We need to find the critical points for each piece of the function.

• For $x^2 - 8x + 8$, the derivative is $f'(x) = 2x - 8$. Setting $f'(x) = 0$, we get $2x - 8 = 0$, so $x = 4$. Since $4$ is not in the interval $[-1, 2)$, we discard this critical point.
• For $-x^2 + 2x - 4$, the derivative is $f'(x) = -2x + 2$. Setting $f'(x) = 0$, we get $-2x + 2 = 0$, so $x = 1$. Since $1$ is not in the interval $[2, 3]$, we discard this critical point. However, we need to consider $x=2$ as a point of potential non-differentiability because it is where the absolute value changes sign, and it is in our interval.

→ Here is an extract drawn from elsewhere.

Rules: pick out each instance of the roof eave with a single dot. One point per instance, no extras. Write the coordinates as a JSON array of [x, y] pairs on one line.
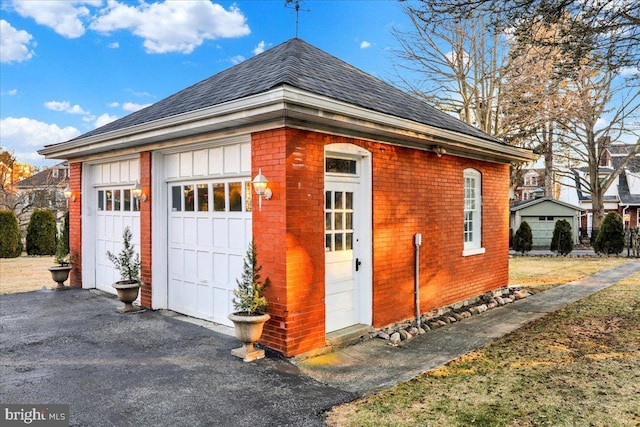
[[300, 107]]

Step 3: Evaluate $f(x)$ at Endpoints and Critical Points

We evaluate $f(x)$ at the endpoints $x = -1$ and $x = 3$, and at the point $x=2$ where the definition of the function changes.

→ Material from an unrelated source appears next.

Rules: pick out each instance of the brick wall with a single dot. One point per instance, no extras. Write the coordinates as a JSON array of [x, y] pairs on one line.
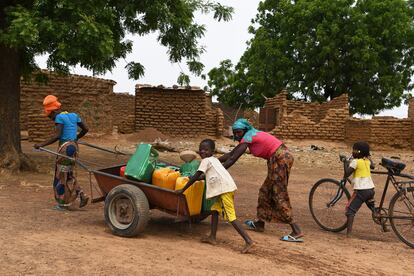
[[123, 106], [176, 111], [381, 132], [86, 96]]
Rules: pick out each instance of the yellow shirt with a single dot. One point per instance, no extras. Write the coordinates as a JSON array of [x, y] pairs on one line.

• $f(-1) = (-1)^2 - 8(-1) + 8 = 1 + 8 + 8 = 17$.
• $f(2) = -2^2 + 2(2) - 4 = -4 + 4 - 4 = -4$.
• $f(3) = -3^2 + 2(3) - 4 = -9 + 6 - 4 = -7$.

Step 4: Determine Absolute Maximum and Minimum Values

Comparing the values $17, -4, -7$, we see that the absolute maximum value is $17$ and the absolute minimum value is $-7$.

Step 5: Calculate the Sum of Absolute Maximum and Minimum Values

The sum of the absolute maximum and minimum values is $17 + (-7) = 10$.

Common Mistakes & Tips

• Remember to consider the points where the absolute value expression changes sign as potential points of non-differentiability.
• Always check that the critical points you find are within the given interval.
• Be careful with the piecewise definition of the function, and make sure you use the correct expression for $f(x)$ when evaluating at different points.

Summary

We found the absolute maximum and minimum values of the function $f(x) = |x^2 - 5x + 6| - 3x + 2$ on the interval $[-1, 3]$ by first expressing $f(x)$ as a piecewise function, then finding critical points and evaluating the function at the endpoints and critical points. The absolute maximum value was 17 and the absolute minimum value was -7. Their sum is 10.

Final Answer

The final answer is $\boxed{10}$, which corresponds to option (C).